Our short story of the week is a story about an obituary by Nicolas Ridley.
Nicolas Ridley has lived and worked in Tokyo, Casablanca, Barcelona, Hong Kong and Paris, and now lives in London and Bath where he writes fiction, non-fiction, scripts and stage plays under different names. His plays have been performed by professional and non-professional companies in theatres and at drama festivals in England, Scotland, Northern Ireland, the Isles of Scilly, the Republic of Ireland, Belgium and Australia. His one-act plays are published by Stagescripts; other pieces are published by Smith Scripts and Lazy Bee Scripts. Godfrey’s Ghost, his biographical memoir, is published by Mogzilla Life. A prizewinner and Pushcart Prize nominee, he has had short stories, non-fiction and flash fiction pieces published in a wide range of anthologies, magazines and literary journals in the UK, Ireland, Canada and the USA.

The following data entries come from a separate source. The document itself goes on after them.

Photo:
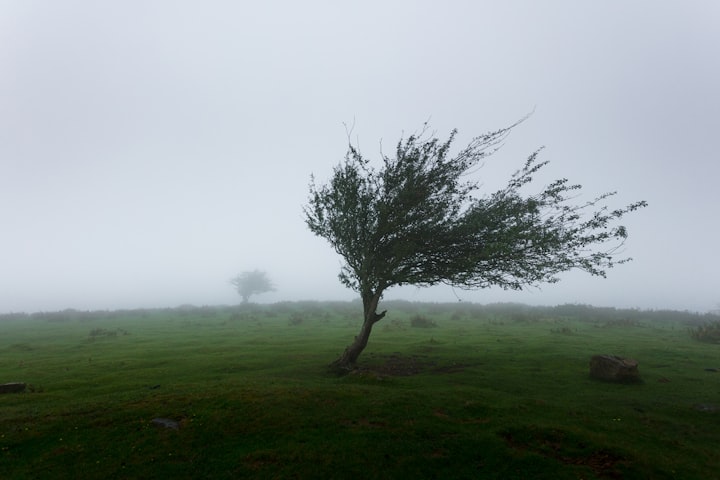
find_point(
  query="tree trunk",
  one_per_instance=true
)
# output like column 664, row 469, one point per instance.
column 348, row 359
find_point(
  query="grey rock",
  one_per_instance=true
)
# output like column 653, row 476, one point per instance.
column 612, row 368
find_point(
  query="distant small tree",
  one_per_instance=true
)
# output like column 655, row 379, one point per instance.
column 252, row 283
column 416, row 221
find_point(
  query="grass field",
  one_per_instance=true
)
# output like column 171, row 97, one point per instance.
column 498, row 391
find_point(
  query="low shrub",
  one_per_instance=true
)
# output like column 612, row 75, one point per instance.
column 418, row 321
column 708, row 332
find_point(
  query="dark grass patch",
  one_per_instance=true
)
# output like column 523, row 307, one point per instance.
column 568, row 449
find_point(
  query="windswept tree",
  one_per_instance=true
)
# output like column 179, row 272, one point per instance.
column 416, row 220
column 252, row 283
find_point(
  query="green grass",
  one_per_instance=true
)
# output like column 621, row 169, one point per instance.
column 490, row 392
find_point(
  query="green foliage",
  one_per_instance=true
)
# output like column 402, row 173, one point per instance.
column 417, row 221
column 252, row 283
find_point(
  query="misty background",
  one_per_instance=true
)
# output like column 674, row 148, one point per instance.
column 152, row 150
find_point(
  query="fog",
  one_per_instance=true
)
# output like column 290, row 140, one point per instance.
column 152, row 150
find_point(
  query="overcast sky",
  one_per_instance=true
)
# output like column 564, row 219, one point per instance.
column 151, row 150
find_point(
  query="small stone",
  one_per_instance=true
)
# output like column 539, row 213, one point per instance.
column 166, row 422
column 13, row 387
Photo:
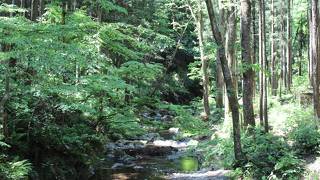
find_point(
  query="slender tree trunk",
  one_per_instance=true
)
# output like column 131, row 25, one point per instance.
column 274, row 82
column 5, row 98
column 309, row 45
column 289, row 47
column 204, row 61
column 265, row 69
column 234, row 105
column 248, row 113
column 315, row 55
column 283, row 48
column 255, row 40
column 230, row 50
column 219, row 84
column 261, row 61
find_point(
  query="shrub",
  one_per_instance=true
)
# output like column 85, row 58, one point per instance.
column 12, row 168
column 289, row 167
column 267, row 156
column 303, row 132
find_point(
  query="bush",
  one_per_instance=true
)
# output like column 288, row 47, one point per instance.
column 288, row 167
column 303, row 132
column 267, row 156
column 12, row 168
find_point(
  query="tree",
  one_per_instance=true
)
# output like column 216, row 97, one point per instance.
column 263, row 67
column 274, row 81
column 315, row 55
column 198, row 18
column 289, row 46
column 232, row 97
column 248, row 113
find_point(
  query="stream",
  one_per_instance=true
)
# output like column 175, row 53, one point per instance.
column 153, row 156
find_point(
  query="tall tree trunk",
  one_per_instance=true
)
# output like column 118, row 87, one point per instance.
column 284, row 72
column 255, row 38
column 230, row 42
column 219, row 84
column 289, row 47
column 309, row 45
column 265, row 68
column 234, row 105
column 274, row 82
column 198, row 18
column 261, row 61
column 5, row 97
column 248, row 113
column 204, row 61
column 315, row 55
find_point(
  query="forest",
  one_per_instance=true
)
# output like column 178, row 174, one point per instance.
column 159, row 89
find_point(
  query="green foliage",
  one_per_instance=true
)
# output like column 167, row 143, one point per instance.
column 289, row 167
column 9, row 8
column 303, row 131
column 267, row 156
column 184, row 119
column 124, row 125
column 12, row 168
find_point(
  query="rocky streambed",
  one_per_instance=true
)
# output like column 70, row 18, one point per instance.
column 153, row 157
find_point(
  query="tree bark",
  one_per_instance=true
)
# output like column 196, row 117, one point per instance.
column 219, row 84
column 315, row 55
column 261, row 61
column 274, row 81
column 234, row 105
column 255, row 40
column 248, row 113
column 289, row 47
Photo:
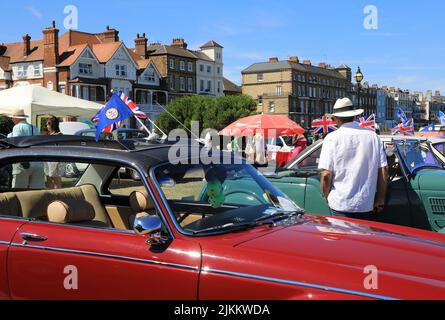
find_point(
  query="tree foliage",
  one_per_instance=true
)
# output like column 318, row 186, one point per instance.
column 6, row 125
column 211, row 112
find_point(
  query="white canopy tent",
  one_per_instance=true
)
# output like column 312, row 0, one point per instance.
column 38, row 101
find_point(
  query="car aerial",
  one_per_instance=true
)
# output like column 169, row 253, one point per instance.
column 207, row 227
column 416, row 186
column 119, row 134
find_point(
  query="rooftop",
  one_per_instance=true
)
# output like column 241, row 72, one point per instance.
column 286, row 65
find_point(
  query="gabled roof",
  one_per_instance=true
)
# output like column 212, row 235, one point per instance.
column 4, row 63
column 15, row 51
column 75, row 38
column 105, row 51
column 161, row 49
column 71, row 55
column 343, row 66
column 202, row 56
column 287, row 65
column 211, row 44
column 230, row 86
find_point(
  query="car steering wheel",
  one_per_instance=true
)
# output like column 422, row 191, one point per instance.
column 394, row 167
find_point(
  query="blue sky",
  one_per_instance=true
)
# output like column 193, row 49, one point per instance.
column 407, row 50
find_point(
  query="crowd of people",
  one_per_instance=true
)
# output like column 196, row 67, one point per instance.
column 35, row 175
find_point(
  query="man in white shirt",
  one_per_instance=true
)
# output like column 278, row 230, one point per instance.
column 355, row 169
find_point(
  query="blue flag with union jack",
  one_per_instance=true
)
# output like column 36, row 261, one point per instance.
column 404, row 128
column 118, row 108
column 324, row 125
column 401, row 114
column 441, row 117
column 367, row 123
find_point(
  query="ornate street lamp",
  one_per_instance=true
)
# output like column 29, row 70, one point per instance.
column 358, row 79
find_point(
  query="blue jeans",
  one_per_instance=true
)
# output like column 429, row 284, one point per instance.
column 368, row 216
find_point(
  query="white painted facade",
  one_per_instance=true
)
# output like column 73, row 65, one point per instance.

Compliance follows a lawyer whose rigid routine masks painful regrets.
I look up at the clock on the wall. A quarter to nine. I wait for Miss Flood’s light knock on my door. I listen but hear nothing. I continue to wait. The world beyond my office is a muffled, soft-carpeted silence. My eyes have settled on the photograph of my mother and father. It stands by itself on a shelf by the coat stand. They look out at me – arm in arm, indivisible – from within a silver filigree frame. It is a photograph which brings me little in the way of gentle memory. I check my wristwatch.
Now, it is nine o’clock…
And now, a quarter past nine…
Miss Flood knocks and enters. She places my morning coffee and today’s edition of the Times on my desk. She offers no explanation for the delay. This, I admit, surprises me. Miss Flood and I are creatures of habit and, over the years, our routines have served us well. It seems that today will be different.